You can find the question here

Welcome! In our previous session, we explored various aspects of arrays, including their types, array slicing, and the computational costs associated with array operations. In this article, we will put our newfound knowledge to the test by solving a problem using Python.

The question at hand involves the removal of all occurrences of a specific number 'val' from an array, while also efficiently filling any resulting gaps without creating a new array. We will explore two different approaches to tackle this problem. The first approach is relatively simple, while the second one is slightly more intricate.

1st Method (remove() function)

    def removeElement(self, nums: List[int], val: int) -> int:

        while val in nums:
            nums.remove(val)
        return len(nums)

The above solution entails traversing the array and removing the first occurrence of the value 'val' whenever encountered. Following the removal, the subsequent number is shifted to fill the vacated space. However, this method incurs certain costs due to the removal operation.

2nd Method (two pointer)

In our exploration of two different methods to solve the problem, the second approach focuses on achieving a solution without incurring any additional time costs. We will delve into this alternative method, which ensures efficient removal of 'val' without compromising time efficiency.

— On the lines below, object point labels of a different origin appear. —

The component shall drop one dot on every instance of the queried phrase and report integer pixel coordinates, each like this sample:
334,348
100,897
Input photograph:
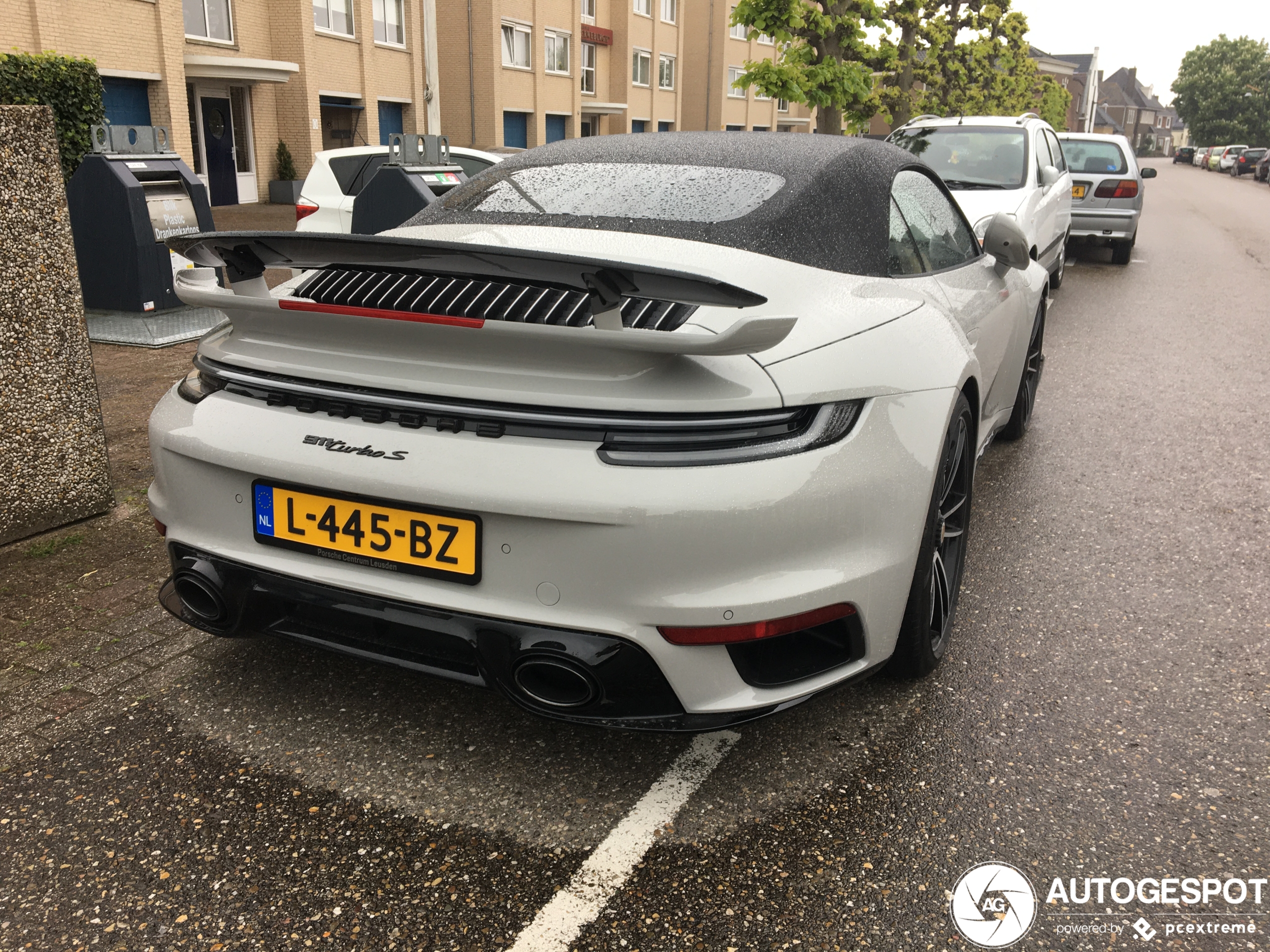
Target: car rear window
352,172
688,193
1094,158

    def removeElement(self, nums: List[int], val: int) -> int
        t= 0
        i=0

        while i < len(nums):
            if nums[i] != val:
                nums[t] = nums[i]
                t +=1
            i += 1

        return t

The second solution employs a two-pointer approach. One pointer traverses the array, while the other pointer is only updated when a value different from 'val' is encountered. The first pointer, 'i', increments at each iteration, while the second pointer, 't', only increases when a non-'val' value is found. By returning the value of 't', we obtain the count of non-'val' values in the array.

Time and Space Complexities

In summary, we have analyzed both methods for solving the problem. The first method involves removing occurrences of 'val' from the array, resulting in a time complexity of O(nk) where k is the length of the array after val was deleted and the shifting of elements ocurred. On the other hand, the second method utilizes a two-pointer approach with a time complexity of O(n), as it only requires traversing the array once and performing constant-time operations.

In terms of space complexity, both methods exhibit constant space utilization, denoted as O(1), as all operations are performed in-place within the given array.

Throughout our exploration, we have gained insights into array traversal, element removal, and the implications of these operations on time and space complexity.

Thank you for joining us, and see you in our next session.